Background: The significance of eosinophilia after allogeneic stem cell transplantation (SCT) is presently unknown. The eosinophil activation pathway involves Th2 cytokines and thus eosinophilia after PBSCT may reflect Th2 pathway activation. Previous data suggest that blood eosinophilia precedes or coincides with the development of acute or chronic graft-verus-host disease (aGVHD or cGVHD). In a recent report, Aisa et al reported that patients with peripheral eosinophilia within 100 days post-SCT had a superior overall survival (OS) and transplant-related mortality (TRM) along with a lower incidence of cGVHD compared to those who did not (Transplant Int 2007).

Methods: A retrospective analysis of 237 recipients who received allogeneic PBSC from related donors at PMH was performed (myeloablative:reduced intensity conditioning 162:75). The present study evaluated the impact of early (before day 100: EEo) or late onset (beyond day 100: LEo) eosinophilia (≥0.5x109/L in peripheral blood) on transplant outcomes after allogeneic PBSCT. The patient population included 237 recipients of allogeneic PBSC from related donors (male:female 137:100, median age 51 years-old).

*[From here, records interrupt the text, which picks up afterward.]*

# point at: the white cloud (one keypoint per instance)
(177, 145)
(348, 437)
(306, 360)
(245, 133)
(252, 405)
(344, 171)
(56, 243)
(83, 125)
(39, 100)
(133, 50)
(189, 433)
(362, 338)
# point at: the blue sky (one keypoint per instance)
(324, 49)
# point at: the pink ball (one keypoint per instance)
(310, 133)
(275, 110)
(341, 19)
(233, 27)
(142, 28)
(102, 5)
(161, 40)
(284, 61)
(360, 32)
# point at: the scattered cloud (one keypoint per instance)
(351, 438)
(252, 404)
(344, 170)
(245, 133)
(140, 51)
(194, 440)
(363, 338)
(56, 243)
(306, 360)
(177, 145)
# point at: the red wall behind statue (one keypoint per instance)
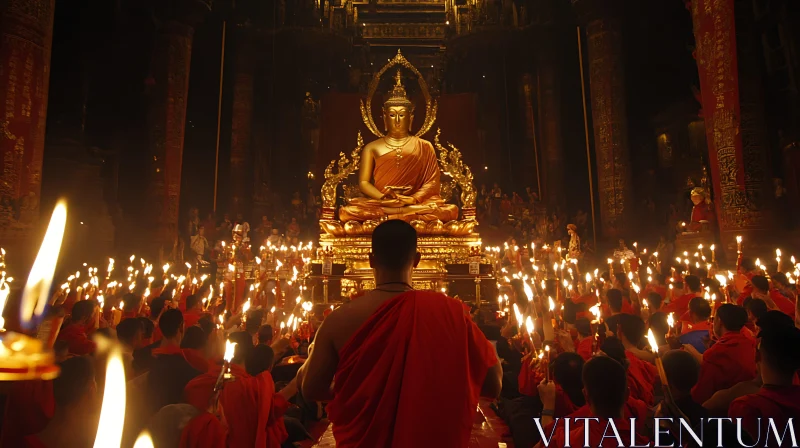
(341, 121)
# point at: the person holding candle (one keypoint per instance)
(606, 390)
(693, 288)
(378, 350)
(83, 318)
(778, 399)
(729, 361)
(585, 346)
(641, 374)
(697, 330)
(75, 396)
(252, 408)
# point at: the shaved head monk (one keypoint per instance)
(400, 367)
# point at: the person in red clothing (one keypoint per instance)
(606, 391)
(641, 374)
(194, 310)
(694, 288)
(75, 418)
(773, 297)
(697, 330)
(84, 316)
(132, 305)
(778, 399)
(378, 349)
(252, 408)
(585, 346)
(731, 360)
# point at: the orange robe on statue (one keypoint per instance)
(418, 348)
(418, 170)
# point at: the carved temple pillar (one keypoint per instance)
(169, 91)
(549, 95)
(733, 110)
(242, 124)
(27, 35)
(606, 69)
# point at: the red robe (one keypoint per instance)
(253, 410)
(641, 376)
(204, 431)
(78, 342)
(389, 365)
(728, 362)
(596, 431)
(29, 407)
(190, 318)
(776, 403)
(680, 305)
(585, 348)
(784, 304)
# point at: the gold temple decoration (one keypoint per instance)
(431, 106)
(346, 168)
(452, 165)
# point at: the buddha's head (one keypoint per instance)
(398, 111)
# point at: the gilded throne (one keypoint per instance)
(399, 175)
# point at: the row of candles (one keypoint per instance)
(573, 283)
(36, 295)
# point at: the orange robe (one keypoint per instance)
(728, 362)
(253, 410)
(418, 170)
(389, 370)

Results: Biphasic pattern of eosinophilia with 2 peaks before day 100 and beyond day 100 was observed after PBSCT. The cumulative incidence of early onset eosinophilia was 43% at day 100. EEo was not associated with the development of grade 3–4 aGVHD (p=0.1), but there was a trend in the development of grade 2–4 aGVHD (p=0.053). In univariate analyses, the group with EEo showed favorable OS (p=0.002), TRM (p=0.05) and a lower relapse incidence (p=0.05) compared to those without EEo but did not have improved GVHD-specific survival (GSS). EEo did not predict the grade of aGVHD or response to steroid therapy for aGVHD. EEo was significantly associated with the development of late onset eosinophilia (p=0.000004 by chi-square test, p=0.00007 by McNemar test). The cumulative incidence of LEo was 62% at 2 years with median onset of 1 year after SCT. There was an association with the onset of cutaneous (p=0.001), oral (p=0.04), ocular (p=0.02) or pulmonary cGVHD (p=0.03). In univariate analyses, with median follow-up durations of 773 days (patients with LEo) and 679 days (patients without LEo), significant differences were observed in favor of those with LEo in terms of 3 year OS (86% vs 41%, p=0.00000000005), TRM at 3 years (10% vs 37%, p=0.000003), 3 year relapse rate (11% vs 31%, p=0.00003) and 3-year GSS (90% vs 64%, p=0.00001). In multivariate analyses, the LEo, rather than EEo, was identified as a significant favorable prognostic factor for OS (p=0.000006, hazard ratio [HR] 0.21), TRM (p=0.0006, HR 0.24), relapse incidence (p=0.003, HR 0.28) and GSS (p=0.001, HR 0.26).

Conclusion: The late onset eosinophilia (beyond day 100), not EEo, seemed to have an important prognostic implication for outcome after allogeneic PBSCT. Further studies are warranted to validate its prognostic impact on SCT outcomes.

Figure 1.

Comparisonof overall survival (A) and GVHD-specific survival (B) between patients with and without late onset eosinophilia after allogeneic PBSCT

Figure 1.

Comparisonof overall survival (A) and GVHD-specific survival (B) between patients with and without late onset eosinophilia after allogeneic PBSCT

Disclosure: No relevant conflicts of interest to declare.